Laboratory of Epigenomics and Chromatin Organization, Genome Institute of Singapore, A*STAR, Singapore, 138672, Singapore.
Cardiovascular Research Institute, Yong Loo Lin School of Medicine, National University of Singapore, Singapore, 117599, Singapore.
BMC Genomics. 2021 Nov 3;22(1):789. doi: 10.1186/s12864-021-08085-0.
Transposable elements (TE) comprise nearly half of the human genome and their insertions have profound effects to human genetic diversification and as well as disease. Despite their abovementioned significance, there is no consensus on the TE subfamilies that remain active in the human genome. In this study, we therefore developed a novel statistical test for recently mobile subfamilies (RMSs), based on patterns of overlap with > 100,000 polymorphic indels.
Our analysis produced a catalogue of 20 high-confidence RMSs, which excludes many false positives in public databases. Intriguingly though, it includes HERV-K, an LTR subfamily previously thought to be extinct. The RMS catalogue is strongly enriched for contributions to germline genetic disorders (P = 1.1e-10), and thus constitutes a valuable resource for diagnosing disorders of unknown aetiology using targeted TE-insertion screens. Remarkably, RMSs are also highly enriched for somatic insertions in diverse cancers (P = 2.8e-17), thus indicating strong correlations between germline and somatic TE mobility. Using CRISPR/Cas9 deletion, we show that an RMS-derived polymorphic TE insertion increased the expression of RPL17, a gene associated with lower survival in liver cancer.
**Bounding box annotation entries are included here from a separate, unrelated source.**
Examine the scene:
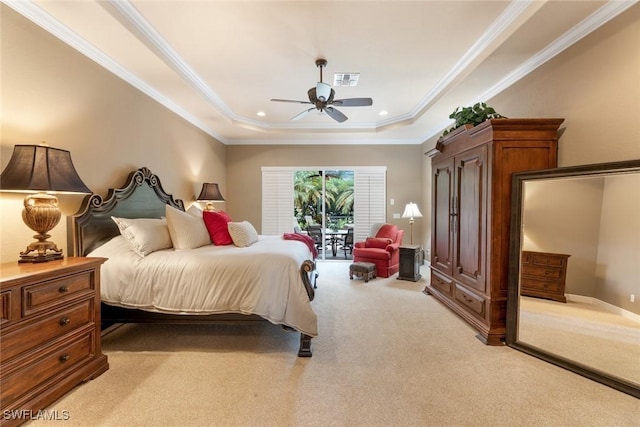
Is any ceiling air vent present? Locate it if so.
[333,73,360,86]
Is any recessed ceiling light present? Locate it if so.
[333,73,360,86]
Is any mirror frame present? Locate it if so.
[505,159,640,398]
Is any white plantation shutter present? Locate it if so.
[260,167,294,235]
[353,167,387,242]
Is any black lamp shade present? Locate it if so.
[0,145,91,193]
[197,182,224,202]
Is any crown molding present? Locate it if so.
[2,0,225,143]
[1,0,639,145]
[469,0,638,105]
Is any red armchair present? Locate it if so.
[353,224,404,277]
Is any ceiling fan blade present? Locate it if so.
[271,99,311,104]
[291,108,316,120]
[332,98,373,107]
[324,107,348,123]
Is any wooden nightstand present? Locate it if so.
[520,251,570,302]
[398,245,422,282]
[0,257,109,426]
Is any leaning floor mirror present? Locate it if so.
[506,160,640,398]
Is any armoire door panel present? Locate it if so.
[453,146,487,291]
[431,161,453,275]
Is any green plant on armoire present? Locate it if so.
[442,102,506,136]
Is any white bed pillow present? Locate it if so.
[227,221,258,248]
[111,216,172,257]
[187,203,202,219]
[165,205,211,249]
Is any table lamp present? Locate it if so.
[196,182,224,211]
[0,145,91,263]
[402,202,422,245]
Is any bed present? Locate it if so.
[67,167,318,357]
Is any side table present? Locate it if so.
[398,245,422,282]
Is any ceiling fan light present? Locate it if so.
[316,82,331,101]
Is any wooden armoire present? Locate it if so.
[425,119,564,345]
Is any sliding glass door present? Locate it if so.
[260,166,386,259]
[294,169,354,259]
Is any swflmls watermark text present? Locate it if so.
[2,409,71,421]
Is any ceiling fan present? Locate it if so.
[272,59,373,123]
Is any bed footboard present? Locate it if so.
[300,260,318,301]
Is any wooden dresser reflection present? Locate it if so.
[520,251,570,302]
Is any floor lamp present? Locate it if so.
[402,202,422,245]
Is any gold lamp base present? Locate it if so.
[18,193,63,263]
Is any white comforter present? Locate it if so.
[89,236,318,336]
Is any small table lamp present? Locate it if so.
[196,182,224,211]
[0,145,91,262]
[402,202,422,245]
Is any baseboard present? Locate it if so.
[565,294,640,323]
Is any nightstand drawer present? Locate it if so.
[522,265,562,280]
[0,299,95,362]
[22,271,94,316]
[529,253,568,268]
[0,332,94,402]
[520,277,564,292]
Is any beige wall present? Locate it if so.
[0,4,640,272]
[0,6,226,262]
[225,145,428,244]
[522,178,604,297]
[422,4,640,274]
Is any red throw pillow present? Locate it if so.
[202,211,233,246]
[364,237,391,249]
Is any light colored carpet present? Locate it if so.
[519,297,640,384]
[31,261,640,427]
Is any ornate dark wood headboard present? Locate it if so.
[67,167,184,256]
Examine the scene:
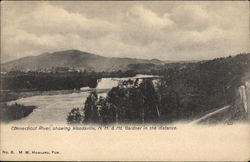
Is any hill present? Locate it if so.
[1,50,164,72]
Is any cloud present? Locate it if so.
[1,1,249,62]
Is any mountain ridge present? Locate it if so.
[1,49,165,72]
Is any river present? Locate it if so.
[8,74,160,124]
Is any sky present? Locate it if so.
[1,1,249,63]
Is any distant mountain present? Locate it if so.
[1,50,165,72]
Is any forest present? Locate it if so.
[1,71,135,91]
[67,54,250,124]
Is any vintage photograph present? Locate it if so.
[0,1,250,160]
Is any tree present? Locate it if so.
[84,91,99,123]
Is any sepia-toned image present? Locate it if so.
[0,1,250,161]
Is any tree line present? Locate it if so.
[1,71,135,91]
[67,54,250,124]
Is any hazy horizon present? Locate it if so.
[1,1,249,63]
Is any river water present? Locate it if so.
[8,74,160,124]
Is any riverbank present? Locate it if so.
[0,88,109,103]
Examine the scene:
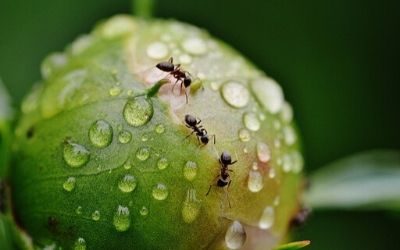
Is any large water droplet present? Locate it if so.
[152,183,168,201]
[89,120,113,148]
[123,97,153,127]
[74,238,86,250]
[243,113,261,131]
[225,221,247,249]
[183,161,197,181]
[182,188,200,223]
[258,206,275,229]
[118,174,137,193]
[221,81,250,108]
[146,42,169,60]
[257,142,271,162]
[113,205,131,232]
[63,177,76,192]
[118,130,132,144]
[136,147,150,161]
[63,140,90,168]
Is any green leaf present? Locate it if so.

More broadly, polymorphic TE insertions from RMSs were enriched near genes with allele-specific expression, suggesting widespread effects on gene regulation.
By using a novel statistical test we have defined a catalogue of 20 recently mobile transposable element subfamilies. We illustrate the gene regulatory potential of RMS-derived polymorphic TE insertions, using CRISPR/Cas9 deletion in vitro on a specific candidate, as well as by genome wide analysis of allele-specific expression. Our study presents novel insights into TE mobility and regulatory potential and provides a key resource for human disease genetics and population history studies.
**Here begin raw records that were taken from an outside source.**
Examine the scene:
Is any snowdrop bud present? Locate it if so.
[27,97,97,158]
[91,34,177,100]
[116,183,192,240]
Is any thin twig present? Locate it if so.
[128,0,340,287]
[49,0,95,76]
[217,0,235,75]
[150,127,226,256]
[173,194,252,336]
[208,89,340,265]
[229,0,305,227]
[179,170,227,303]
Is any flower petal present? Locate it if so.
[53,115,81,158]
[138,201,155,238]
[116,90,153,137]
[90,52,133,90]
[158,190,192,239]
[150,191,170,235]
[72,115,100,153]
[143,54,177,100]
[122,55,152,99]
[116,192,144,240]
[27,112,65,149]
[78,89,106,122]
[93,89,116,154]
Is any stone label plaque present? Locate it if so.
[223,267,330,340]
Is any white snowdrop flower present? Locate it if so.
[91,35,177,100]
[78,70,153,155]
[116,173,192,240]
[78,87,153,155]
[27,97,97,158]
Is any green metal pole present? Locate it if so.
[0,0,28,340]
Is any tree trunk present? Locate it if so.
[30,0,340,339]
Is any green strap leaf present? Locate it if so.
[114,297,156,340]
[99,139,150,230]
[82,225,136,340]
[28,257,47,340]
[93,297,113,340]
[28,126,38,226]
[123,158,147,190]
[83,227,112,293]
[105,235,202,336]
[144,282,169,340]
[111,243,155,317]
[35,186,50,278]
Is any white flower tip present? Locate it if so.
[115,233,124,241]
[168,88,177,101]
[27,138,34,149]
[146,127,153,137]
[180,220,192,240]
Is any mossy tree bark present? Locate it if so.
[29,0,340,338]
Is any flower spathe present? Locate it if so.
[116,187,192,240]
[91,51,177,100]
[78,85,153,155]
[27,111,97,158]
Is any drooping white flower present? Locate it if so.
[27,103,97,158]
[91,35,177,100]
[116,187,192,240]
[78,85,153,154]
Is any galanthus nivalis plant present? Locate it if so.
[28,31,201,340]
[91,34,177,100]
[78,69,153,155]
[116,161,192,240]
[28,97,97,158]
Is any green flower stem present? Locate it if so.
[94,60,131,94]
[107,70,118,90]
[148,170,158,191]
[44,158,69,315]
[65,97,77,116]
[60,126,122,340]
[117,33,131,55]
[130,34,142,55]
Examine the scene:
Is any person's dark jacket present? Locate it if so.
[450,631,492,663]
转座元件 (TE) 约占人类基因组的一半,它们的插入对人类遗传多样性和疾病有深远的影响。尽管它们具有重要意义,但对于人类基因组中仍处于活跃状态的 TE 亚家族,目前还没有达成共识。因此,在这项研究中,我们开发了一种新的统计测试方法,用于检测最近活跃的转座子亚家族 (RMS),该方法基于与 >100,000 个多态性插入缺失重叠的模式。
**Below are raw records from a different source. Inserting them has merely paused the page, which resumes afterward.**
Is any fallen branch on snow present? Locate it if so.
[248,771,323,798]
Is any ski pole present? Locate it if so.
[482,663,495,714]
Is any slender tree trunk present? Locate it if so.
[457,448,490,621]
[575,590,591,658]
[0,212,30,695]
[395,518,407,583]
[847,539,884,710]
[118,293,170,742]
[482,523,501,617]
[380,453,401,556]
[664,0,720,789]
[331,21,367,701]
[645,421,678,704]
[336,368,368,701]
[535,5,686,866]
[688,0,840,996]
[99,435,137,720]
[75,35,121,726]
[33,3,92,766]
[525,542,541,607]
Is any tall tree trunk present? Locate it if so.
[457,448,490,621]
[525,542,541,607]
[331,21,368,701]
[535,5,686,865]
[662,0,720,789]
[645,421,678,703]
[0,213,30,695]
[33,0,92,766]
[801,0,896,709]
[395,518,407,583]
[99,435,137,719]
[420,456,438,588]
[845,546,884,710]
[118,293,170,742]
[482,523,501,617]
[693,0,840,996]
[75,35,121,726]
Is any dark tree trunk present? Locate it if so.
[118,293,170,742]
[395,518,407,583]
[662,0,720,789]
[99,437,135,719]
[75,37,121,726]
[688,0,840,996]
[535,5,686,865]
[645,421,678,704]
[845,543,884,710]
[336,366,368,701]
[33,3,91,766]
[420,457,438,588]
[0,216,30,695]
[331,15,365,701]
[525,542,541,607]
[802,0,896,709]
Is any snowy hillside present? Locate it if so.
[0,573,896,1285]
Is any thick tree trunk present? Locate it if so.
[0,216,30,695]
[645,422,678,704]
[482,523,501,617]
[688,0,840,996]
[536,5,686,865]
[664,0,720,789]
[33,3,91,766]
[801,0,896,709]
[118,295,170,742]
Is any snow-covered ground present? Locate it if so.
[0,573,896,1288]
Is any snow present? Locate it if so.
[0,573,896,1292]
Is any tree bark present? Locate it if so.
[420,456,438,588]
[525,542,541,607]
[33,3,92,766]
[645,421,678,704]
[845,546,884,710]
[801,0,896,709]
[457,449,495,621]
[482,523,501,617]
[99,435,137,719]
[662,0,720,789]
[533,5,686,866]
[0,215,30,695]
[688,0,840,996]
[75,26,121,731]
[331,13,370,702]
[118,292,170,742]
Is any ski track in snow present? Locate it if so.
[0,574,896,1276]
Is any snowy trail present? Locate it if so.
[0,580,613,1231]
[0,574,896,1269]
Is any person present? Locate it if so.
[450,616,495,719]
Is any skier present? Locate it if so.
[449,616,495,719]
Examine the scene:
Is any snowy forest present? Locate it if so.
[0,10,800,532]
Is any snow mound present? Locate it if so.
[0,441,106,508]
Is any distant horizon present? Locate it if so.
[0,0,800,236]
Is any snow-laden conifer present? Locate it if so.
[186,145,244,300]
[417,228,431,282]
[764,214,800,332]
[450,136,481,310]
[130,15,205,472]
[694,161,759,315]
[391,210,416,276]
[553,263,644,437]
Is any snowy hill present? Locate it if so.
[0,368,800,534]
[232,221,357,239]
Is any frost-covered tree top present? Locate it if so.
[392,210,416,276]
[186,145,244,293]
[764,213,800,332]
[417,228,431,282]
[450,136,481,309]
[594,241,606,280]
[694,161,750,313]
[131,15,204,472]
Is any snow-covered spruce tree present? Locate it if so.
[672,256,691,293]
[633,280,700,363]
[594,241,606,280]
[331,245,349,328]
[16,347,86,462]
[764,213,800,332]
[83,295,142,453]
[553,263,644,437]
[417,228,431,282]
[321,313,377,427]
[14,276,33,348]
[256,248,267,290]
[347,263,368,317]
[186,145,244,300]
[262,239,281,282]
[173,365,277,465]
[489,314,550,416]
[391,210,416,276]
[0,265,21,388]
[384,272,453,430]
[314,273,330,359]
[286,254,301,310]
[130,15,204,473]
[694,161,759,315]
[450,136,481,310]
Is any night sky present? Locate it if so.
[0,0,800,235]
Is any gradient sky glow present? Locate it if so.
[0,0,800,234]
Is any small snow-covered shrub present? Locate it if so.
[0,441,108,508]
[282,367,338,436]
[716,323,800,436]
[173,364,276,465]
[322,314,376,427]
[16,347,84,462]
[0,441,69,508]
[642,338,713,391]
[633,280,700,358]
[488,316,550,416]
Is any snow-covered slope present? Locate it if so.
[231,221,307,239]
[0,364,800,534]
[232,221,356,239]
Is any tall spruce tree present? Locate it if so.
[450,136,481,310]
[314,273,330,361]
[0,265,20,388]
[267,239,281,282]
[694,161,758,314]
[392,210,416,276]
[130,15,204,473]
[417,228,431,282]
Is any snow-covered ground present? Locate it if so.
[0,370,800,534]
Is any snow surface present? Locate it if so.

我们的分析产生了 20 个高可信度 RMS 的目录,其中排除了公共数据库中许多假阳性的结果。然而,有趣的是,它包括 HERV-K,这是一个以前被认为已经灭绝的 LTR 亚家族。RMS 目录强烈富集了与生殖系遗传疾病相关的贡献 (P=1.1e-10),因此对于使用靶向 TE 插入筛选来诊断病因不明的疾病是一个有价值的资源。值得注意的是,RMS 也在多种癌症的体细胞插入中高度富集 (P=2.8e-17),这表明生殖系和体细胞 TE 移动之间存在强烈的相关性。使用 CRISPR/Cas9 缺失,我们证明了一个 RMS 衍生的多态性 TE 插入增加了 RPL17 的表达,RPL17 与肝癌患者的生存率降低有关。更广泛地说,RMS 衍生的多态性 TE 插入在等位基因特异性表达的基因附近富集,表明对基因调控有广泛的影响。
通过使用一种新的统计测试,我们定义了一个最近活跃的转座元件亚家族目录。我们通过在体外使用 CRISPR/Cas9 缺失对特定候选基因进行研究,以及通过全基因组等位基因特异性表达分析,说明了 RMS 衍生的多态性 TE 插入的基因调控潜力。我们的研究为 TE 移动和调控潜力提供了新的见解,并为人类疾病遗传学和群体历史研究提供了一个关键资源。